Just some quotes and a few thoughts for this week from the
Spivak chapter.
First, a baffling one: “The broad strokes of my presuppositions
are that what is at stake, for feminist individualism in the age of
imperialism, is precisely the making of human beings, the constitution and
‘interpellation’ of the subject not only as individual but also as
‘individualist.’ This stake is represented on two registers: childrearing and
soul-making.” (116) I can see women’s role child-rearing as the making of
individuals, but I don’t understand what women have to do with soul-making,
which is far as I understand it, is a reference to the imperialist discourse of
granting humanity to citizens and “savages.” Also, I have no idea what the term
“individualist” is doing here.
Here is something that I took as a kind of thesis
statement... sort of. “No perspective critical
of imperialism can turn the other into a self, because the project of
imperialism has always already historically refracted what might have been an
incommensurable and discontinuous other into a domesticated other that
consolidates the imperialist self.” (130) The second clause is what I take to
be a thesis (beginning with “the project of imperialism...”), but I cannot
figure out how this logically fits with negation in the first clause: “No
perspective critical of imperialism.”
“But it is of course Victor Frankenstein, with his strange
itinerary of obsession with natural philosophy, who offers the strongest
demonstration that the multiple perspectives of the three-part Kantian subject
cannot cooperate harmoniously if woman and native informant are allowed into
the enclosure.” (136) This sounds very compelling, and I’m willing to believe
that it is, but I do not see where the proof for this is. It doesn’t seem to be
in the paragraph before, about the character Clerval in Frankenstein, nor in
the sentences that follow, about the categorical and hypothetical imperatives.
This next one I have a little more to say about, from 138:
“The sheer social reasonableness of the mundane voice of Shelley’s ‘Genevan
magistrate’ reminds us that the radically other cannot be selfed, that the
monster has ‘properties’ that will not be contained by ‘proper’ measures: ‘I
will exert myself’ he says, ‘and if it is in my power to seize the monster, be
assured that he shall suffer punishment proportionate to his crimes. But I
fear... that this will be impracticable.’” This is interesting since it is not
about the positive affirmation of a “wild” subject, but rather it is about the
inability for the dominant system of law to adequately provide punishment.

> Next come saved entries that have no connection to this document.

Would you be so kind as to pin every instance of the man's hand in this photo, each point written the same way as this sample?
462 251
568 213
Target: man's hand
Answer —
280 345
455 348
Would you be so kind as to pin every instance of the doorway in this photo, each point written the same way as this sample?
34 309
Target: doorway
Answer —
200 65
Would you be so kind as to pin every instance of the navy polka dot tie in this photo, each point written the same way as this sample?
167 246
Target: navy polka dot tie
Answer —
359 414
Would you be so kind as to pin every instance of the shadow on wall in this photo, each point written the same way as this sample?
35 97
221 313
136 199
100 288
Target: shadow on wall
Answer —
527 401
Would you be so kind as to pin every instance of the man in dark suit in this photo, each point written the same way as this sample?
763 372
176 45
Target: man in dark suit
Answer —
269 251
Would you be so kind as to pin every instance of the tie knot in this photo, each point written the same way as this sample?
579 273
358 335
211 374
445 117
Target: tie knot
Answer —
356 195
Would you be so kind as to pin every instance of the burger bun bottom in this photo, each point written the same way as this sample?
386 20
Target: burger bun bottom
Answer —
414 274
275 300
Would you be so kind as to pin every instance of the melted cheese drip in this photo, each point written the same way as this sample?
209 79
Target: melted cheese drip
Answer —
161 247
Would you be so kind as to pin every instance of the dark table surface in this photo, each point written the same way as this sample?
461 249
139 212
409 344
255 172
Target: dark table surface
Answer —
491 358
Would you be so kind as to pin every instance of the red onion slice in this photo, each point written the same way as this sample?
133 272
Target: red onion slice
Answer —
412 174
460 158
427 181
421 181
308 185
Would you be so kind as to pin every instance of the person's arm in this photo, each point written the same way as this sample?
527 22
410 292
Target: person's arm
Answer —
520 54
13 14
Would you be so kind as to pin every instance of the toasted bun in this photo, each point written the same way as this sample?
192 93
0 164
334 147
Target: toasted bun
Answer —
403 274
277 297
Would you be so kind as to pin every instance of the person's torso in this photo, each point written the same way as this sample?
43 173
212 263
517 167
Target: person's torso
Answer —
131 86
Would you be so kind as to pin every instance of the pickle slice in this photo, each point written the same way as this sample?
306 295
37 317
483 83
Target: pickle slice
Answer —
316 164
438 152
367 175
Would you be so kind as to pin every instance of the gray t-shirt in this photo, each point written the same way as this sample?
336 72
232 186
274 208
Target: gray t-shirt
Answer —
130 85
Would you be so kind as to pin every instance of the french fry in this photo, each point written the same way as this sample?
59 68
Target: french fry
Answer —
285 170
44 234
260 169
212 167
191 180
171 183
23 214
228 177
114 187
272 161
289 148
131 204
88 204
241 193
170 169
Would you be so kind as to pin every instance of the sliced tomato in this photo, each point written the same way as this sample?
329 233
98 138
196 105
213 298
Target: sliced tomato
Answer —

Still, the extension from man-made monster to man-made “subject” (the native,
Caliban), seems fraught with trouble. For one, there is the obvious difference
of a reanimated person and a discovered person, even if the discovered one is
considered savage. Second of all, is the problem is really about the
“humanization” of anyone, monster or subaltern, than what do we get by
examining the subaltern that we can’t get form examining Frankenstein’s
monster? In other words, this passage does not really help us understand what I
take to be Spivak’s mission, which is highlighting the specific case of what
happens to the effacement involved in “naming” and “humanizing” of the
subaltern subject.
From 155. Spivak writes off a student’s attempt to give an
ethical reading to Baudelaire’s “negress.” The student suggests that “Baudelaire
meant to focus on her predicament as being exiled without history or
geography.” Just wondering what everyone thought about this. To me the
student’s opinion seemed plausible.
Lastly, I found the conclusion strange. We read several
texts, but it ends with just a wrap up of Foe.
What’s the rationale for this kind of non-conclusion?